The good Bishop explains that humankind has always attempted to make God into what
we all can comprehend…that being matter–the same of which we are made.

This is why the ancient churches and cathedrals were built—man reaching upward
to the unseen Creator—a tangible to the nontangible.

With regard to this very tragic and very public fire,
the good Bishop notes the significance of fire and the Christian faith as a
“Theology of Fire.”

He also shares the observation of crisis—of which this fire was…
as it is just one more piece to the crisis of the collective Church in Europe,

Crisis in Greek, κρίσις, translates to judgment.

And when we stand in judgment, we are exposed to God’s fire—
It is a fire that burns away the dross… that of our sin—
It burns but it equally cleanses when we repent…becasue we are cleansed by a Holy fire.

But on the other hand, if we do not repent, we are also exposed to Holy fire—
however, this is the fire of Holy Judgement and in that unrepentance,
we are cast into an unending inferno.

It was not lost on either of the men that ironically, there is a symbol of Christianity
burning on an island that was flanked on either side by the right and the left banks…

In the reality of the current battle being waged by the culture gods of secular relativism
as they strive to prevail, working earnestly to erase any vestige of our Judaeo / Christian
heritage…the Left fights the Right over which values our culture must embrace—all the while,
in between these two warring factions sits the Church— engulfed in a raging inferno.

The key question to Christians and to all of Christianity, a question I continue to ask—-
how will we, the faithful, respond?

“Interpreting the great fire of Notre Dame.” Gavin Ashenden in conversation with Rodney Hearth.

10 comments on “How we continue to make God into matter…and does it matter?

  1. […] via How we continue to make God into matter…and does it matter? — cookiecrumbstoliveby […]

  2. g.w says:

    I believe that is the most colorful photograph of a building fire I have ever seen.

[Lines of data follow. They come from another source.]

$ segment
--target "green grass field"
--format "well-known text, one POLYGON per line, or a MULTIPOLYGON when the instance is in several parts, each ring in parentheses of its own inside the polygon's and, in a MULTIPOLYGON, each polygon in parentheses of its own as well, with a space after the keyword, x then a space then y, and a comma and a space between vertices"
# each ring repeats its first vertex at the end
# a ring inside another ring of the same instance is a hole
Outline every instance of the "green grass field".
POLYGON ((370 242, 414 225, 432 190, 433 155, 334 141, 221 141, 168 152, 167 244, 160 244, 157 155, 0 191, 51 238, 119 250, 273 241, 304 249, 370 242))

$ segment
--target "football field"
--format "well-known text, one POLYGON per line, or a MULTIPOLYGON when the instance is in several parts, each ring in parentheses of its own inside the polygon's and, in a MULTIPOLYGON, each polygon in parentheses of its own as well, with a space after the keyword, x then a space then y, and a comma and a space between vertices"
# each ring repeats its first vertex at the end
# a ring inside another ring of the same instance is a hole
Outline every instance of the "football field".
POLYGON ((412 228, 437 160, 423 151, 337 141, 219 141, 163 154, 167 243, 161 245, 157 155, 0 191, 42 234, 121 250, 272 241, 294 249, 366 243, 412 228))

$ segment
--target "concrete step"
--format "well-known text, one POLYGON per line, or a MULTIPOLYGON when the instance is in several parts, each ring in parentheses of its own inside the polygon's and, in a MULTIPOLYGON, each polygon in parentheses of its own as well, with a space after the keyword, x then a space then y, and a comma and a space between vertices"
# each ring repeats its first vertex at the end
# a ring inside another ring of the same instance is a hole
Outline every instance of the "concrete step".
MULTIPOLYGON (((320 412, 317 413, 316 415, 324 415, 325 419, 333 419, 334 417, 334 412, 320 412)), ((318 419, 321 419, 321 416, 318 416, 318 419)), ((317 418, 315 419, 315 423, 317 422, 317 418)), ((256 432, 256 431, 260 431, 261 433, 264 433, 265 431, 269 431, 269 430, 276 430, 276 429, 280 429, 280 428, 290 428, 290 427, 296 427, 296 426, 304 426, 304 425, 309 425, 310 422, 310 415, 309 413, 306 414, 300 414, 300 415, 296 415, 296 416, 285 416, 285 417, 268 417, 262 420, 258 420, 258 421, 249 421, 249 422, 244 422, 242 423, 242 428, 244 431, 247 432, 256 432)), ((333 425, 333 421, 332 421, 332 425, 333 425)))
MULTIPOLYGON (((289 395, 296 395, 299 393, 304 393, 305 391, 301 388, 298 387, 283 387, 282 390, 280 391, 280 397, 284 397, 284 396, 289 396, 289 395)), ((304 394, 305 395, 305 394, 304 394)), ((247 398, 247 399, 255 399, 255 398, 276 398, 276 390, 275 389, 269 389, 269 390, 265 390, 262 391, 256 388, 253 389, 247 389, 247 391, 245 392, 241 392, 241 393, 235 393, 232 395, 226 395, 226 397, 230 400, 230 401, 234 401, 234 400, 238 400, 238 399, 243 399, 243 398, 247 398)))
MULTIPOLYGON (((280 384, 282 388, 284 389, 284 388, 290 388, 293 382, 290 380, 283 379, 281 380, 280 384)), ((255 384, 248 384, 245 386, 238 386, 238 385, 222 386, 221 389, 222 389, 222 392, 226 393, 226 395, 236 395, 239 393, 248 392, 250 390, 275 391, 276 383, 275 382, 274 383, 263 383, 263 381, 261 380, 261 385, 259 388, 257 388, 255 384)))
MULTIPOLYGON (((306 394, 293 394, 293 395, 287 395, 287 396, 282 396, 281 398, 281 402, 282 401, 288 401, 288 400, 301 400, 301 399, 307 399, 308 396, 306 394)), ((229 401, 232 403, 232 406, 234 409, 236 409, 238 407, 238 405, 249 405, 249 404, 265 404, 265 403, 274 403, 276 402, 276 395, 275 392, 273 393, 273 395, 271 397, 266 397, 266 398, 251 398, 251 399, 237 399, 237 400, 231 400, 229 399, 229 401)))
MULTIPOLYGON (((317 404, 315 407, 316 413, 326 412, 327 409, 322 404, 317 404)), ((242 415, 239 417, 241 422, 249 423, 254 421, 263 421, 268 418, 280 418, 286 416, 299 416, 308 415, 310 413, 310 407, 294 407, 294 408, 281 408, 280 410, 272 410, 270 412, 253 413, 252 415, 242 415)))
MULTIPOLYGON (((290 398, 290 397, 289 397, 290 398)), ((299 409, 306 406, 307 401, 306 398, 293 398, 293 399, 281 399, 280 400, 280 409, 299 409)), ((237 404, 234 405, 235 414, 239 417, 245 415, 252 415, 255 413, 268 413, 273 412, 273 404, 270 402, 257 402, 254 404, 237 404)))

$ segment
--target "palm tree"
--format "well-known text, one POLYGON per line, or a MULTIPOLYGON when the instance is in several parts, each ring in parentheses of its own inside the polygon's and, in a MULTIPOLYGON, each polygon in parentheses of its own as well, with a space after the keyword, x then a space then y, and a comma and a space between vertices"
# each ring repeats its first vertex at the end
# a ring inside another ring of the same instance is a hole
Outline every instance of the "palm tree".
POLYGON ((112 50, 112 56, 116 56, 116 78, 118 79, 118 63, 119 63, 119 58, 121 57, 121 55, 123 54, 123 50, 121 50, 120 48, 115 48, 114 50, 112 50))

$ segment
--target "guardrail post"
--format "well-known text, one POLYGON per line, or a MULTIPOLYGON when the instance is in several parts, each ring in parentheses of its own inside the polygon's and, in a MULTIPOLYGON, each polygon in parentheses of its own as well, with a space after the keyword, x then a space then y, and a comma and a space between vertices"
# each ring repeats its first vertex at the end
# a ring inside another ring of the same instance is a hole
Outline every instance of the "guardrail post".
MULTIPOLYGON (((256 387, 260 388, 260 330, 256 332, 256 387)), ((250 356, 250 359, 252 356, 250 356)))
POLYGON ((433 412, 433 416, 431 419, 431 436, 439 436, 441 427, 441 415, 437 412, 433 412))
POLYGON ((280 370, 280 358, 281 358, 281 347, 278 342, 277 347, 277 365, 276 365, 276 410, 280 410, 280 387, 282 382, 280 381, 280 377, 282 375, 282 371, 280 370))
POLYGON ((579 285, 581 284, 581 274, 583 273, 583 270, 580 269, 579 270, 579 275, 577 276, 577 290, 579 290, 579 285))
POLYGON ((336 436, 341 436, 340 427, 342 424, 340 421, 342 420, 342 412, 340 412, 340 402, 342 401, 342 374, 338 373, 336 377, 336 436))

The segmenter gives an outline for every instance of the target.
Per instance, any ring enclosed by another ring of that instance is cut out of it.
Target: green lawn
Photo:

The photo at the top of your post. It reminds me of a fire of the Spirit as I would imagine it.

  3. Thank you— it was the image Gavin Ashenden used in his post— I actually saw on a news site that a woman in Scotland believe, as odd as it was to believe, that she saw the image of Jesus in flames— and when I looked at the picture, I saw it as well.

  4. Lynda Clayton says:

    Great explanation of cathedrals and especially of Mary who always brings us to her son!

  5. SharaC says:

    Lovely perspective… I have seen and read some scathing arguments as to why we Protestants shouldn’t care and how the whole place was bad etc. and I think they must have all been written by folks who have not once stepped foot into such a place. 😦

    • Lordy knows, don’t get me started!!!
      It matters to every Christian as does St. Peter’s, Cologne’s cathedral, Haggi Sophia, the bombed ruins of Coventry cathedral.., as does every cathedral and church, large or small, Catholic, Orthodox, Protestant as they are the outward symbol of man’s reach and yearning upward to His true self— that of being in the embrace of his Father — if you have 15 spare minutes, watch the video interview— very very good—when I feel better – I’ll give us all another history lesson

  6. lynnabbott says:

    So true that many don’t understand or appreciate the loss represented here. Thank you for so clearly expressing it, dearest Julie! ❤ ❤

  7. Dawn Marie says:

    Fascinating post, Julie and I truly appreciated the wisdom you shared & the insight from the video. Hugs to you for doing so!